16 Een ander onthutsend feit is dat bijna alle kerken in dorpen gesloten zullen worden. De bij bisschoppelijk decreet aangewezen eucharistische centra (dus de enig overblijvende kerken in de toekomstvisie) bevinden zich meestal in de steden en zijn vaak de grootste en duurste kerken in de parochies. Het bisschoppelijk beleid zal zodoende een “religieuze ontvolking” van het platteland tot gevolg hebben. Diametraal hierop staat het beleid in andere Nederlandse bisdommen. Citaat uit een krantenartikel: “Het bisdom Limburg zal geen kerken sluiten in dorpen.

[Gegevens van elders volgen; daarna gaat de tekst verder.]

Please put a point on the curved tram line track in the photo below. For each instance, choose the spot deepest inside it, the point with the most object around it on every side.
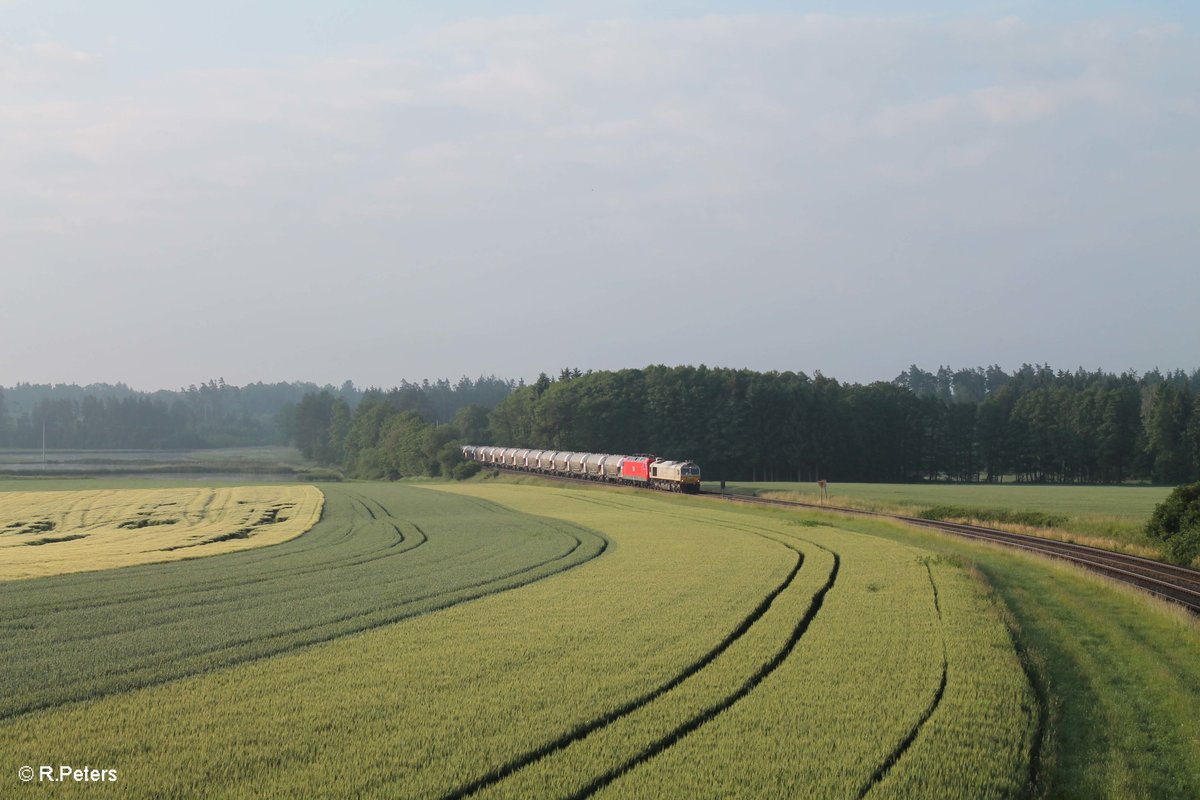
(697, 720)
(1177, 584)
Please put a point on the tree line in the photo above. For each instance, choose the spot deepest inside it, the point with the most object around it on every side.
(214, 414)
(1032, 425)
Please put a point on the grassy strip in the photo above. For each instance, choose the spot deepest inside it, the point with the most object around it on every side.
(837, 711)
(1111, 517)
(1121, 671)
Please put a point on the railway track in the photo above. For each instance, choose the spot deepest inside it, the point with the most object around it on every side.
(1174, 583)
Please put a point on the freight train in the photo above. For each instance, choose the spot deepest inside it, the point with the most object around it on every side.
(633, 470)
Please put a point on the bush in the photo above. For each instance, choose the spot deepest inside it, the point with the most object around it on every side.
(1176, 523)
(1031, 518)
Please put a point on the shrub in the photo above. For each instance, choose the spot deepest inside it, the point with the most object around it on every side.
(1176, 523)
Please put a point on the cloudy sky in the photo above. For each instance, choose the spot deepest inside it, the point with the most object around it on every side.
(378, 191)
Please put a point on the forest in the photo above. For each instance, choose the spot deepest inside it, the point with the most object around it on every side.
(1035, 425)
(213, 414)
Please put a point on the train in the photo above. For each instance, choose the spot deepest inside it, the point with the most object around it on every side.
(643, 470)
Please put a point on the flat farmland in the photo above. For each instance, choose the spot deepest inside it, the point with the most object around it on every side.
(510, 641)
(53, 533)
(1107, 516)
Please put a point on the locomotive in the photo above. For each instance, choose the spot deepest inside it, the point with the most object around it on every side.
(642, 469)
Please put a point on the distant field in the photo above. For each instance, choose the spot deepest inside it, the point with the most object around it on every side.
(54, 533)
(262, 459)
(1111, 516)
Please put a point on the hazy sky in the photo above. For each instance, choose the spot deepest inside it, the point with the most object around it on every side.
(379, 191)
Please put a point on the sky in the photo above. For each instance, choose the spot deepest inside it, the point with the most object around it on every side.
(387, 191)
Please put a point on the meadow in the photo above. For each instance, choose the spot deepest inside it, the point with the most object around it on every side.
(509, 639)
(1104, 516)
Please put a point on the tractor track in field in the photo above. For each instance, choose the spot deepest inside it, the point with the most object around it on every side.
(661, 744)
(1167, 581)
(291, 638)
(1175, 583)
(906, 743)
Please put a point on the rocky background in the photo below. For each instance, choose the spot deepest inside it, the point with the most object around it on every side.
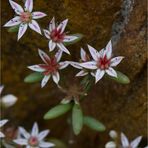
(119, 107)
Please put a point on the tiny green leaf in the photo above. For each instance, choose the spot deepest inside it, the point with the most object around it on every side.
(80, 36)
(58, 143)
(93, 124)
(57, 111)
(34, 77)
(13, 29)
(77, 119)
(121, 78)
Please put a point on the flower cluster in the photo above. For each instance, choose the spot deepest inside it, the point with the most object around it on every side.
(101, 62)
(25, 17)
(97, 64)
(50, 67)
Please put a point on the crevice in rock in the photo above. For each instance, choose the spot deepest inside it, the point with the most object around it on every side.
(123, 19)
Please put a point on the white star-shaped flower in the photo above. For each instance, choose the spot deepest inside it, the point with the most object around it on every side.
(7, 100)
(35, 139)
(25, 17)
(84, 58)
(51, 67)
(126, 144)
(57, 37)
(2, 123)
(102, 62)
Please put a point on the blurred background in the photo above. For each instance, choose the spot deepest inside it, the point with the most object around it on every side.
(119, 107)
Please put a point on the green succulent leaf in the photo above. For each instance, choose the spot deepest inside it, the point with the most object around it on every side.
(34, 77)
(77, 119)
(93, 124)
(13, 29)
(121, 78)
(58, 111)
(80, 36)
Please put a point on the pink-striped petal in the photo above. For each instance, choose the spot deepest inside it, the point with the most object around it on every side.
(29, 5)
(43, 134)
(81, 73)
(36, 68)
(46, 33)
(115, 61)
(43, 144)
(63, 48)
(34, 26)
(75, 64)
(110, 71)
(37, 15)
(24, 132)
(135, 142)
(22, 30)
(45, 80)
(62, 25)
(93, 52)
(89, 65)
(63, 64)
(83, 55)
(124, 140)
(108, 50)
(3, 122)
(52, 24)
(58, 55)
(17, 8)
(69, 38)
(99, 75)
(35, 130)
(21, 141)
(51, 45)
(44, 56)
(56, 77)
(13, 22)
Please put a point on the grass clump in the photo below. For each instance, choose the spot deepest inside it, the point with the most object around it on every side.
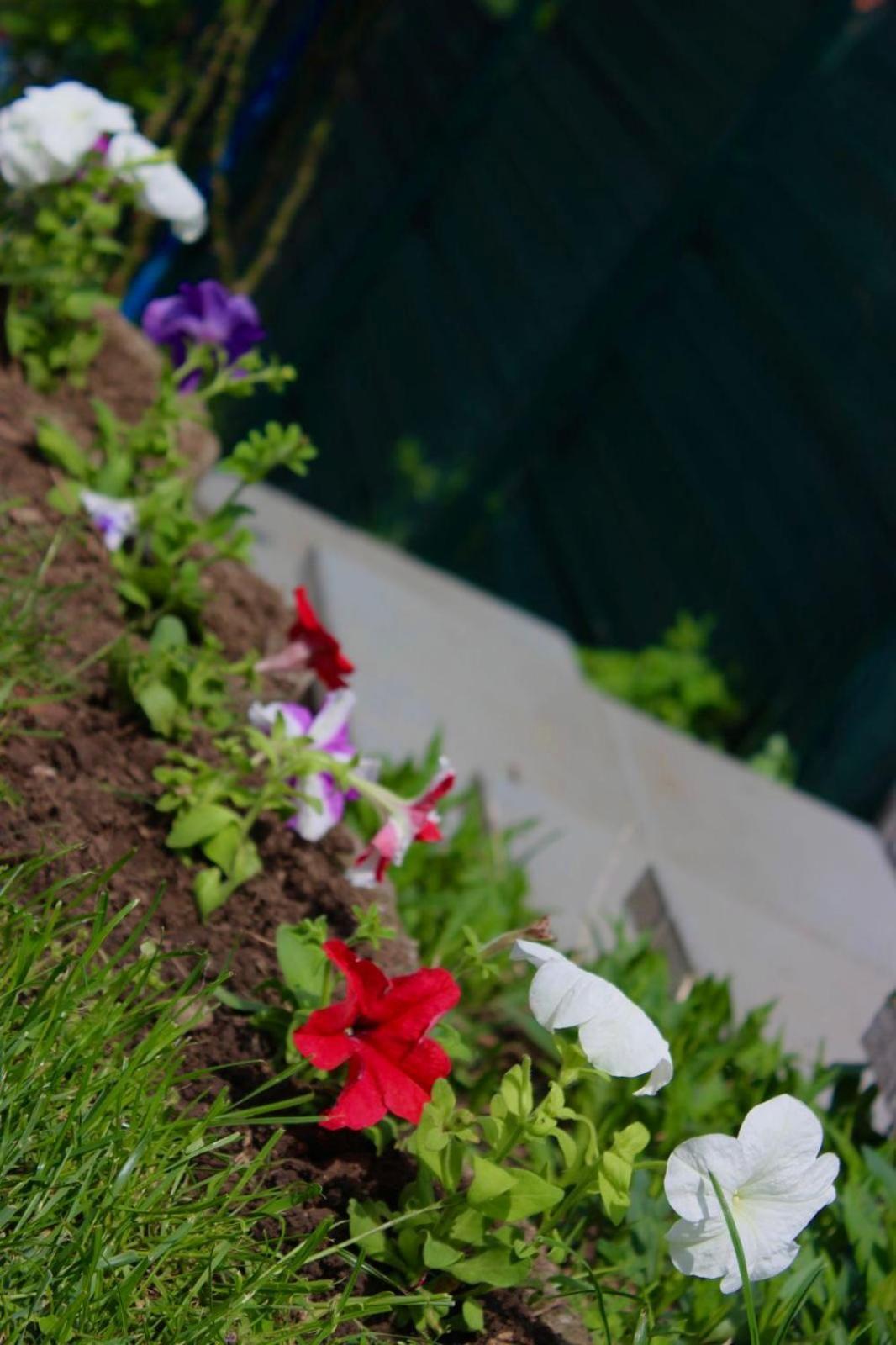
(127, 1216)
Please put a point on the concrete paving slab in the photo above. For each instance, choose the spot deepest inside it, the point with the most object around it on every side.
(772, 849)
(580, 869)
(794, 900)
(287, 530)
(822, 995)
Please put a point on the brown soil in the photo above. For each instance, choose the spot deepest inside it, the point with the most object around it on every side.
(84, 777)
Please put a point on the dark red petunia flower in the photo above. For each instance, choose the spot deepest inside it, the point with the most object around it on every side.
(311, 646)
(380, 1028)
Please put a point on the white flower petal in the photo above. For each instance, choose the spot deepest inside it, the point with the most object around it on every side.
(703, 1248)
(687, 1183)
(333, 717)
(537, 954)
(615, 1035)
(314, 824)
(772, 1184)
(622, 1040)
(660, 1076)
(781, 1137)
(165, 190)
(46, 134)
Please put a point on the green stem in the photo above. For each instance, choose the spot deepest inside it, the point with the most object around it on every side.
(741, 1262)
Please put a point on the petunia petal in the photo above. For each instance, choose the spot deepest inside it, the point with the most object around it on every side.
(324, 1051)
(688, 1187)
(614, 1032)
(403, 1095)
(781, 1138)
(311, 822)
(361, 1103)
(414, 1002)
(660, 1076)
(333, 717)
(366, 982)
(703, 1248)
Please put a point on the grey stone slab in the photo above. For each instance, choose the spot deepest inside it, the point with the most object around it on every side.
(287, 531)
(793, 900)
(771, 849)
(880, 1044)
(824, 999)
(580, 869)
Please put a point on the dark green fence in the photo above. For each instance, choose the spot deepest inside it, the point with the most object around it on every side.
(627, 272)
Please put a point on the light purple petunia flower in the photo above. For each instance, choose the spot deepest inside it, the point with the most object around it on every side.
(327, 731)
(116, 521)
(203, 315)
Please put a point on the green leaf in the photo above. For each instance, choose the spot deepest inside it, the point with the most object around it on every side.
(363, 1217)
(81, 304)
(303, 963)
(472, 1316)
(62, 450)
(529, 1195)
(161, 706)
(488, 1181)
(210, 891)
(439, 1255)
(168, 634)
(199, 824)
(495, 1268)
(222, 847)
(614, 1180)
(134, 595)
(631, 1141)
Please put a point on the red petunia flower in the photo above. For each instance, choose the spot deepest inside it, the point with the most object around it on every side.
(311, 646)
(380, 1028)
(409, 820)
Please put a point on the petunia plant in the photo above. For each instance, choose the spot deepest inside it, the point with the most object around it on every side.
(311, 647)
(76, 167)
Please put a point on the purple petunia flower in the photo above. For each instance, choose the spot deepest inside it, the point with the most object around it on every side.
(114, 520)
(203, 315)
(329, 732)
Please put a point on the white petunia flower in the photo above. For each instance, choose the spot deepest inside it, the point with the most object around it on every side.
(46, 134)
(165, 190)
(615, 1035)
(774, 1184)
(116, 521)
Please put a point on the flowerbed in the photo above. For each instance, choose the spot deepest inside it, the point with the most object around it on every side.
(474, 1126)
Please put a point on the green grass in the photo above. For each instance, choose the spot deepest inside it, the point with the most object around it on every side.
(124, 1216)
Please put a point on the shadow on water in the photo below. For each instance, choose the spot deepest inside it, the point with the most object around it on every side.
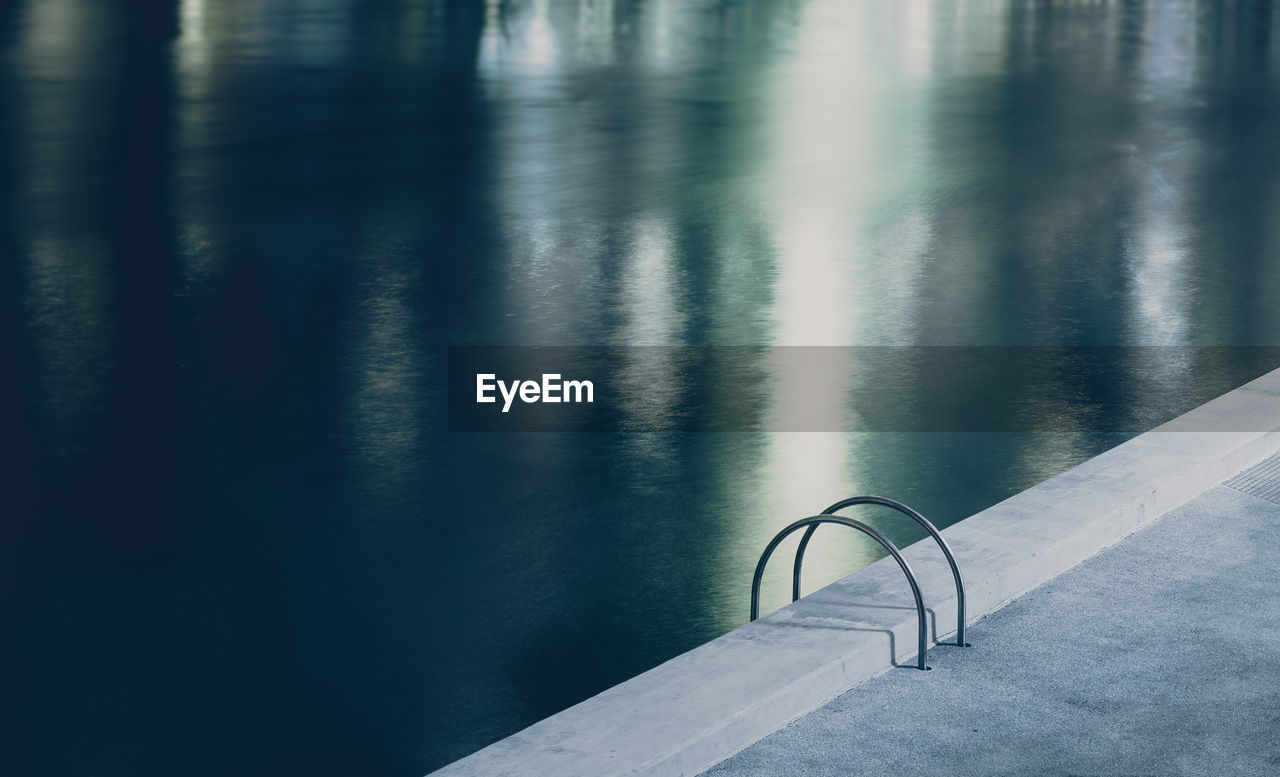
(237, 238)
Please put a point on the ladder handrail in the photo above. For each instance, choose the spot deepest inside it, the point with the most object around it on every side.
(813, 521)
(903, 508)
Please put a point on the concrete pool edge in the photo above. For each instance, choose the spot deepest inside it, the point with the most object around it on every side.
(704, 705)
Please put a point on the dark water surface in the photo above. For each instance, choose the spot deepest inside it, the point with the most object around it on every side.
(240, 236)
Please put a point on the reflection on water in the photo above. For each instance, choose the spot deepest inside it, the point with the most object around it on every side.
(237, 238)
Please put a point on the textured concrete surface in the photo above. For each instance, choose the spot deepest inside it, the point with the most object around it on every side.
(1159, 656)
(704, 705)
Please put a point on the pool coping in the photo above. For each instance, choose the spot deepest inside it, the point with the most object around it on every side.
(704, 705)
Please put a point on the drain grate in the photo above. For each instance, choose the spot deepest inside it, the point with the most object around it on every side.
(1261, 480)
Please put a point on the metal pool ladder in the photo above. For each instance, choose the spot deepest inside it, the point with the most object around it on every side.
(827, 516)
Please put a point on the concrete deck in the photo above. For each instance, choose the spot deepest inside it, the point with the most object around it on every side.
(700, 708)
(1159, 656)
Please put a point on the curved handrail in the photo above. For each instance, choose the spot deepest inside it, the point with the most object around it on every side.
(903, 508)
(813, 521)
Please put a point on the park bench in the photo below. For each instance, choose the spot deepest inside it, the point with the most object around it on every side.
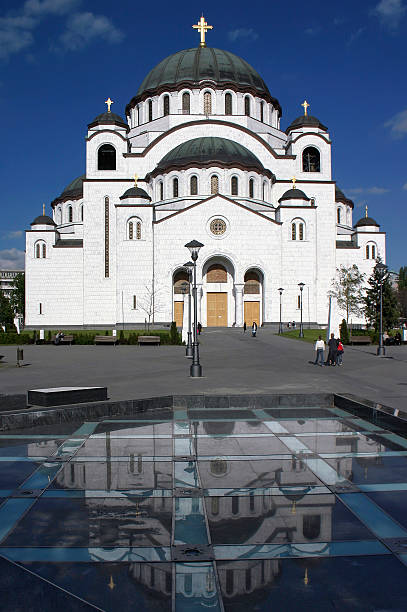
(67, 339)
(105, 340)
(149, 340)
(360, 340)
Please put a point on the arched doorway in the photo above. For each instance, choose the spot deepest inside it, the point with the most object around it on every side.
(253, 281)
(180, 286)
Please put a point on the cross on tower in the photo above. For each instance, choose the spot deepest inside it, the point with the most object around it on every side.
(202, 27)
(109, 103)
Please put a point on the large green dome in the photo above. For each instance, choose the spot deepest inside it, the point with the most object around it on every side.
(193, 67)
(210, 151)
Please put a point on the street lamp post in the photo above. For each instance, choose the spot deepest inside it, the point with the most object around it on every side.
(301, 334)
(382, 272)
(280, 327)
(196, 369)
(188, 351)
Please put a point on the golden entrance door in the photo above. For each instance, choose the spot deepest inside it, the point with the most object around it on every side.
(178, 313)
(252, 313)
(217, 309)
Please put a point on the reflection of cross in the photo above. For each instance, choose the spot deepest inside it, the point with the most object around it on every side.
(202, 27)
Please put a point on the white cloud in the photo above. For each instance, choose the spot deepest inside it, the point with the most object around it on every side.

Sluiting van kerken in dorpen zou volgens de bisschop (Mgr. Wiertz) desastreuze gevolgen hebben. Wel zullen in steden soms kerken gesloten worden als gevolg van afnemend kerkbezoek.”
17 4. Naar een model van missionaire gemeenschappen 4.1 Inleiding De schrijvers van deze notitie pleiten voor een bottom-up beleid, waarbij het behoud en de verdere ontwikkeling van vitale plaatselijke geloofsgemeenschappen centraal staat. Wij zullen dit verder aanduiden als “het missionaire model”. Centraal in dit model staat de visie dat de plaatselijke geloofsgemeenschappen (geworteld in een stadswijk of dorp) de basis vormen van de kerk-als-geloofsgemeenschap, die in de viering van de gedachtenis van Jezus Christus haar kern en inspiratie vindt op de zoektocht naar God. We gaan uit van het vertrouwen in de geloofskracht van de leden van de plaatselijke kerk. En waar deze geloofskracht tanende is en kwetsbaar wordt, is het zaak om hen te begeleiden en/of in samenwerking met andere geloofsgemeenschappen ondersteuning te vinden of te bieden. We zijn ervan overtuigd dat hoe kwetsbaar de plaatselijke gemeenschap ook is, daar en nergens anders sprake kan zijn van waarachtige geloofsbeleving en geloofspraktijk. Pastoraal beleid dient daar zijn uitgangspunt en mogelijkheden tot ontwikkeling te vinden. 4.2. Kenmerken missionaire geloofsgemeenschap Een missionaire geloofsgemeenschap kent een grote openheid naar buiten toe. De Dogmatische constitutie Lumen gentium over de Kerk van het Tweede Vaticaans Concilie gaf al aan dat de missie of zending naar buiten tot het wezen van de Kerk behoort. Dit houdt in:
een open gastvrije cultuur in de liturgie, in de ontwikkeling van nieuwe vormen van vieren, gebed en delen;
een uitnodigend aanbod van vormen van catechese die ook aantrekkelijk zijn voor buitenstaanders;
een diaconie niet alleen gericht op de eigen kring van parochianen maar op allen in de wijk en wereldwijd;
een concrete aandacht voor en samenwerking met andere geloofsgemeenschappen, religies en maatschappelijke organisaties (oecumene in de meest brede zin).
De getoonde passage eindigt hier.